2016 cycle: 8,370 D for $446,956, 2 lonely Green, our Lonely Libertarian, and 144 R for $27,057.

Judging by the surge in campaign contributions, one can fairly conclude that UVa morphed over this period into an institution no longer focused on education and the dissemination of knowledge, but an institution absolutely riven with politics as its raison de etre.

Jim Ryan’s “Great and Good” opus is a political document. It starts from the implicit, unstated assumption that prior to him UVa may have been “great,” but it wasn’t “good.” To be “good,” UVa must be transformed into Jim Ryan’s vision of an educator of global citizens. The object is no longer to follow truth wherever it may lead, but to erase all the past “sins” of UVa and its founding and founders, as determined by the Woke religion.

As John McWhorter has noted in “Woke Racism,” Wokism is a religion without forgiveness. It is not intended to heal or to improve the condition of the so-called “victims” of systemic racism, it is to stoke division and to wield power. If there isn’t a wound to pull the scab off of, Wokism creates new ones.

Ryan created a Racial Equity Task Force, and the Board of Visitors agreed to commit nearly $1 billion to “racial equity,” including renaming buildings, removing statues and “contextualizing” those few bits of history allowed to remain. When 4th-year student Hira Azher posted an obscene message on her Lawn door, the Ryan administration defended on free-speech grounds, going so far as to have “ambassadors” defend her door. The resulting outrage among alumni prompted Ryan to appoint a “free speech” committee, which created a lukewarm defense of freedom of speech that Ryan and the feckless Board “unequivocally” adopted.

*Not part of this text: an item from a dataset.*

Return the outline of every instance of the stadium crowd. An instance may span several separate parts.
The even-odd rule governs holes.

The “unequivocal” support for free speech is a fig leaf. I have been to court three times to obtain documents from the committee, with no luck so far. Meanwhile, in the last two years since COVID-19, have we seen any faculty or staff protesting intrusive COVID policies, Big Tech censorship, the unilateral rule of Governors and bureaucracies, the violation of civil liberties — my body, my choice anyone? — the DHS classification of MDM as a domestic threat, and now Justin Trudeau’s unilateral suspension of contracts and banking over a real peaceful protest? Law school students would have raised a ruckus in my time. But today? Nary a peep. Politically, UVA is a monolith. The few professors who are not “Woke” fear that speaking will lead to professional destruction.

And now, aggravating the imbalance in “political affiliation,” UVa is implementing a DEI component in faculty peer review. Where is the outrage at the compelled speech? Where is the oversight? Where is the respect for Jefferson’s legacy? The 5% or so of professors who have not adopted Wokism as their religion and have somehow slipped through the cracks either will be forced to lie or endorse statements with which they do not agree to survive in a position they worked extremely hard to get.

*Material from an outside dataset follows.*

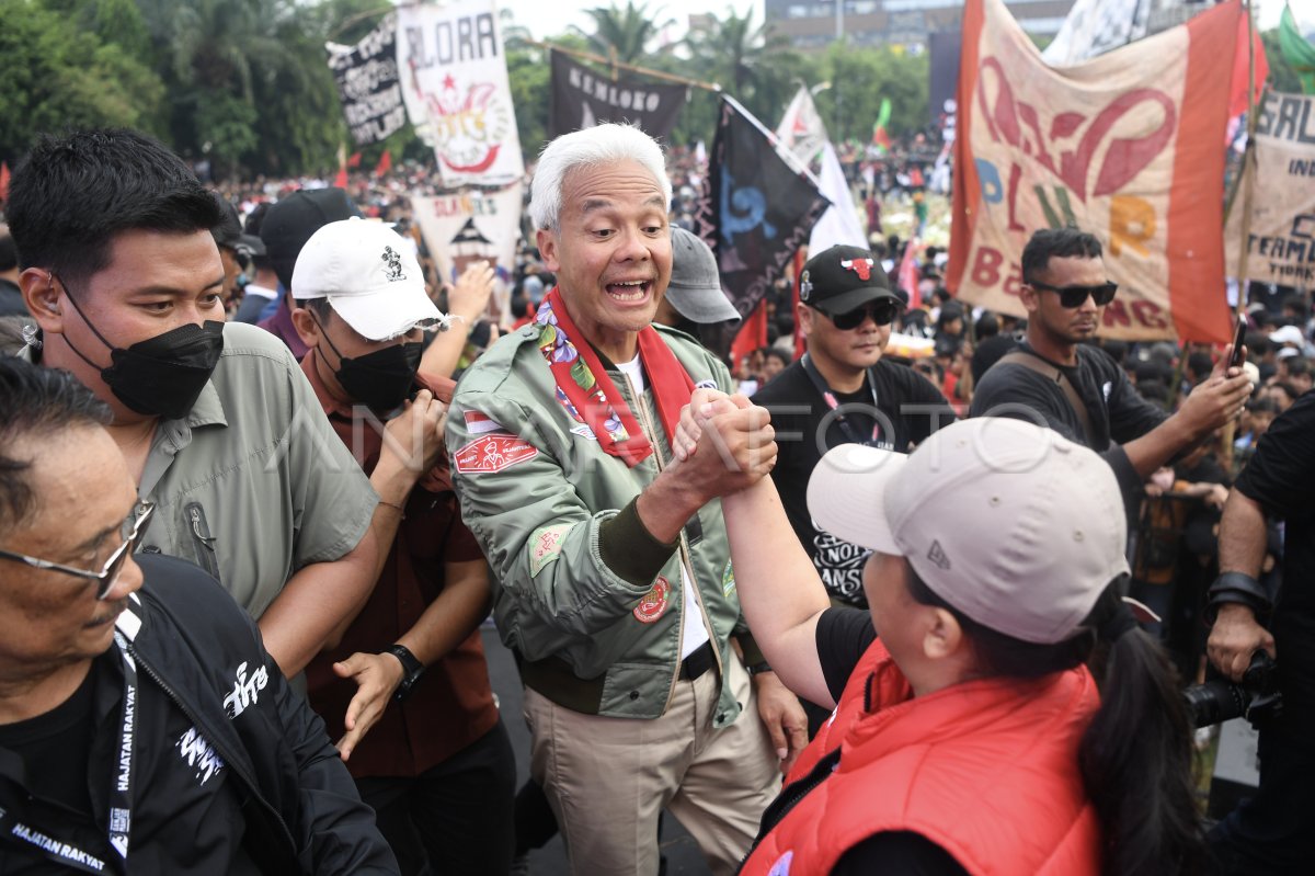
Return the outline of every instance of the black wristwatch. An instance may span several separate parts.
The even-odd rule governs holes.
[[[425,675],[425,664],[416,659],[409,647],[397,645],[396,642],[380,651],[380,654],[392,654],[402,664],[402,681],[397,685],[397,692],[393,694],[393,698],[401,702],[410,696],[416,683],[419,681],[419,676]]]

UVa is awash in money, but it is being destroyed historically and as an educational institution. The BOV has been derelict, particularly over the last 20 years. UVa is not alone. Other Virginia universities I checked showed similar imbalances in political contributions.

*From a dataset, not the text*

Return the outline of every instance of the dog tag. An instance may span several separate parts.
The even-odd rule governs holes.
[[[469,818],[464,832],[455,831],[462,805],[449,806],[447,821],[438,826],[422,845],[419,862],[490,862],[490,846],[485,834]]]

That imbalance is also reflected currently in the ungovernability of Charlottesville. UVa dominates the city academically and culturally. Ideologies originating in the “gown” have spilled into the “town,” generating rancor and solving nothing.

UVa needs to get back to education. The political imbalance must be addressed, free speech and vigorous debate must be re-instated, bureaucratic bloat must be cut, and costs must be brought down. It took 40 years to reach this nadir; let us hope correction will not take as long. If for no other reason for the “Townies” of Charlottesville!

Walter Smith is an attorney living in Henrico County.